The pulpit from 1590 with fluted columns, angel heads and reliefs, the erection of the brazen serpent, Christ with the flag of victory, John the Baptist and Paul. There is a bearded male figure on the cover .

baptism

The eight-sided, chalice-shaped wooden baptism from 1575 was redesigned by Carl Julius Milde in 1863, the four painted scenes related to the baptism and the von Behr family's coat of arms on the cup .

organ

The organ with a simple, three-part prospectus was built in 1913 by Karl Barnim Theodor Grüneberg and restored in 1999.

Funerary monuments

There are three grave monuments of the von Behr family .

The sandstone wall grave for Adam von Behr († 1599) and Ilse von Krakewitz († 1612) was probably made by Claus Midow at the beginning of the 17th century . Above a tumba with the almost life-size reclining figures of the deceased, the epitaph-like structure with a relief depiction of the deceased under the crucifix.

The sandstone tomb for their son Christoph von Behr († 1638) and Hedwig von Ribbeck was made by Claus Midow as early as 1605. It stands in the middle of the south wall of the choir, incorporating the two-window group in the splendid architectural structure in Renaissance forms, the deceased kneeling at the prayer desk as full-blown, life-size figures . Above it is a resurrection relief on the window pillar and coats of arms on the window reveals as well as the wall figures of Peter and Paul.

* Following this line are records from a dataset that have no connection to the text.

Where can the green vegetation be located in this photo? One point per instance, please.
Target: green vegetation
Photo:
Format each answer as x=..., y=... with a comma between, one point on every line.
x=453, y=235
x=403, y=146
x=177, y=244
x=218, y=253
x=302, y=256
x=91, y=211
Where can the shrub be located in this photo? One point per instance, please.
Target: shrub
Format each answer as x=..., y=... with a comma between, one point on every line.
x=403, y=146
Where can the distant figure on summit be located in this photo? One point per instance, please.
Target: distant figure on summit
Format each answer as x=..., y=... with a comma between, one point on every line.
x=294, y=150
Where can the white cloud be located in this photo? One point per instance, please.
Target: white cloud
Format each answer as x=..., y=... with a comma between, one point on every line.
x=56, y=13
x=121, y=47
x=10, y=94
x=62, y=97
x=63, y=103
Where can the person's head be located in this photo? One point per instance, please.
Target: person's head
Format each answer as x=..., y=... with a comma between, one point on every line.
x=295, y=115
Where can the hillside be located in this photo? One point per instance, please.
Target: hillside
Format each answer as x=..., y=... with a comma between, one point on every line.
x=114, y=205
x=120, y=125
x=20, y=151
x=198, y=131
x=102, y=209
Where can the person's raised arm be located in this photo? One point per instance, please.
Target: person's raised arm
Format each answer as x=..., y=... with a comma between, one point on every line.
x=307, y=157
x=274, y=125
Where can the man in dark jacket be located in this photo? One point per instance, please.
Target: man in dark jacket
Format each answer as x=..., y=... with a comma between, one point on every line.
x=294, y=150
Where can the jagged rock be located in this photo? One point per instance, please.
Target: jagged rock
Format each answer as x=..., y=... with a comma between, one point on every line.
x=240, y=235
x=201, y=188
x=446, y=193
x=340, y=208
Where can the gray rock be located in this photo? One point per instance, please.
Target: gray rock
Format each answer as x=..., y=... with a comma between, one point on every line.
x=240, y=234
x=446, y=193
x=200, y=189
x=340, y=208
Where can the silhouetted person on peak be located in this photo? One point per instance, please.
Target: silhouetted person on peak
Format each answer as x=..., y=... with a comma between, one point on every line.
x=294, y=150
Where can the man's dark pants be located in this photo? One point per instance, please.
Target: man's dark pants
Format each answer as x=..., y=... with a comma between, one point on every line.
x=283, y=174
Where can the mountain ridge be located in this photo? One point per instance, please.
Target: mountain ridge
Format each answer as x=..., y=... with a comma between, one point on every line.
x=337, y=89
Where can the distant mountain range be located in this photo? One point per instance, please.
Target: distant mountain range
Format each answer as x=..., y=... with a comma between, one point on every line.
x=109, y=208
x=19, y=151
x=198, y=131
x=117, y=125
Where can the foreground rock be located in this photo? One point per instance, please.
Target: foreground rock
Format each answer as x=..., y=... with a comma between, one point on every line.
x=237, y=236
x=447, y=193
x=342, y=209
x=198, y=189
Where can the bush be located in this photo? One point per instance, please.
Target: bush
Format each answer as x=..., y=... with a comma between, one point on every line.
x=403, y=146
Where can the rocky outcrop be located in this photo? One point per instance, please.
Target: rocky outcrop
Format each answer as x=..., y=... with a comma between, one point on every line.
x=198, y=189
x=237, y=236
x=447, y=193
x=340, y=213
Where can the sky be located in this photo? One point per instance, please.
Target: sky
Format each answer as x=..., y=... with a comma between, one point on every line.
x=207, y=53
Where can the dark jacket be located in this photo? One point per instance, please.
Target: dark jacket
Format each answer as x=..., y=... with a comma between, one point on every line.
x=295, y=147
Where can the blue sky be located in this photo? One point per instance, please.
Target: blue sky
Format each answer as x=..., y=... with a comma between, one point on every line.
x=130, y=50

The baroque wooden epitaph for Christoph von Behr († 1706) with the bust in elaborate framing was made by D. Hartich from Rostock.

Bells

The church tower is still three bells from the end of the 14th century, from 1467 with the inscription: help. got. vnbe. Maria. m. ccc. (1467) and from 1611.

local community

The Protestant parish of Semlow is connected to the parish of Eixen -Leplow-Behrenwalde and has been part of the Propstei Stralsund in the Pomeranian Evangelical Church District of the Evangelical Lutheran Church in Northern Germany since 2012 . Before that she belonged to the Stralsund parish of the Pomeranian Evangelical Church .

literature

  • Georg Dehio : Handbook of the German art monuments, Mecklenburg-Western Pomerania. Munich / Berlin 2000, ISBN 3-422-03081-6 , pp. 562-563.
  • Reinhard Kuhl: 19th century glass paintings. Mecklenburg-Western Pomerania. The churches. Leipzig 2001, ISBN 3-361-00536-1 , pp. 203-204.
  • Elke Kuhnert: Semlow, district of North Western Pomerania, village church. In: KulturERBE ​​in Mecklenburg and Western Pomerania. Volume 1, Schwerin 2006, ISBN 3-935770-14-6 , pp. 130-131.

swell

  • State Main Archive Schwerin
    • LHAS 9.1-1 Reich Chamber Court case files 1495–1806, No. 283, 413, 418
  • State Archives Greifswald
    • Stralsund Government No. 06503
  • Wismar City Archives
    • Wismar Tribunal No. 0249, 0250, 0254

Web links

Commons : Dorfkirche Semlow  - Collection of pictures, videos and audio files

Individual evidence

  1. Reinhard Kuhl: Glass paintings of the 19th century Mecklenburg-Western Pomerania. Semlow village church. 2001, pp. 203-204.
  2. Elke Kuhnert: Heritage in Mecklenburg-Vorpommern. 2006, pp. 130-131.
  3. Julia Greipl: Bats in the tower, prophets on the walls. In: Monuments 05/2018, pp. 28–29.
  4. ^ Georg Dehio: Handbook of the German Art Monuments, Mecklenburg-Western Pomerania. 2000, p. 563.
  5. ^ Mecklenburgisches Jahrbuch MJB 23 (1858) Friedrich Lisch : The Church of Semlow. Pp. 318-320.